The school board voted unanimously Monday in favor of the new standards. Because all new policies require two votes, the board will take a second and final vote on the policy at its next meeting, Dec. 2.
Board members have spent hours since March debating the necessity of stricter standards for student-athletes that go beyond state rules that rank among the most lax in the Midwest, if not the country.
On Monday, board President Justin Wayne said it was time to act.
“It's about implementing consistency in our district, about raising our standards,” Wayne said.
The board reviewed four possible policies, including one that would require students to pass six classes. The option it ultimately supported requires a minimum 2.0 GPA and has a no-pass, no-play provision.
Currently, OPS follows the Nebraska School Activities Association (NSAA) eligibility guidelines, which require students to pass four classes to participate in sports and other NSAA-sanctioned activities. Those activities include all sports and music, which encompasses various bands and choirs, as well as debate, journalism, music, play production and speech.
Under the NSAA standards, a student could get four D's and three F's and still be eligible to play, a policy several school officials called woefully undemanding.
If adopted in two weeks, the new policy would be phased in over the next three years, giving the district time to monitor and tweak the eligibility requirements as they gradually are implemented.
The 2.0 standard would go into effect for the first time in 2016-2017. Current high school student-athletes are required to attend academic coaching sessions if their grades dip below a 2.0 or they are failing two or more classes.
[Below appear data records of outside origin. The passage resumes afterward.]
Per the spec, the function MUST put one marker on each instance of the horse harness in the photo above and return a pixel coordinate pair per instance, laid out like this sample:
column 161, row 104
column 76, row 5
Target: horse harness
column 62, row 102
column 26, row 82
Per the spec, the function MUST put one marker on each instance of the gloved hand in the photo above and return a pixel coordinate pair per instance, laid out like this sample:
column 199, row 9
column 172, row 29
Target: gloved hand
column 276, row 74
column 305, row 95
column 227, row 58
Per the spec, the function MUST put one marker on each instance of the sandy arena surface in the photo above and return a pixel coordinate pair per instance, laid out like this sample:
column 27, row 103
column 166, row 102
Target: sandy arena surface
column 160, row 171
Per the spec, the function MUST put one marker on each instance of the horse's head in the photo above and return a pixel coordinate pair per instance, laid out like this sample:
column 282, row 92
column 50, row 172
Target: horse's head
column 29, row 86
The no-pass, no-play element means that students must pass all classes to compete. Students still could practice if they didn't meet eligibility standards, but they couldn't suit up for a game or competition.
A student would have to earn either a 2.0 term GPA — the GPA logged for the prior and current quarter — or the student's GPA could be cumulative, over the life of his or her high school academic career.
The cumulative option was pressed by board member Marian Fey, who said an otherwise stellar student could be hobbled by one bad semester. Counting a cumulative GPA could allow that student to participate if his or her overall GPA ranked above a 2.0.
“It really provides protection for the good student, the student not struggling but who might stumble and have a bad semester,” Fey said.
Under the term GPA requirement, a football player could be eligible to play for the first quarter based on his grades from the prior year but be benched during the playoffs in the second quarter if he fails a class or falls below a 2.0 GPA that first quarter.
There are exceptions to the policy. It excludes special education students and allows for the use of a one-time waiver in extenuating circumstances, such as an illness or death in the family that might cause a student's grades to plunge.
At one point during Monday's discussion, board members Yolanda Williams and Lacey Merica said the board should present the eligibility options at a community forum, where more feedback from parents and students could be collected.
But Wayne said parents and community members had months to weigh in on the GPA issue.
Superintendent Mark Evans said that now it's the state's turn to raise the bar.
“It's incumbent on us to work with the Legislature and governor to put pressure to bear on the whole state to move in this direction,” he said.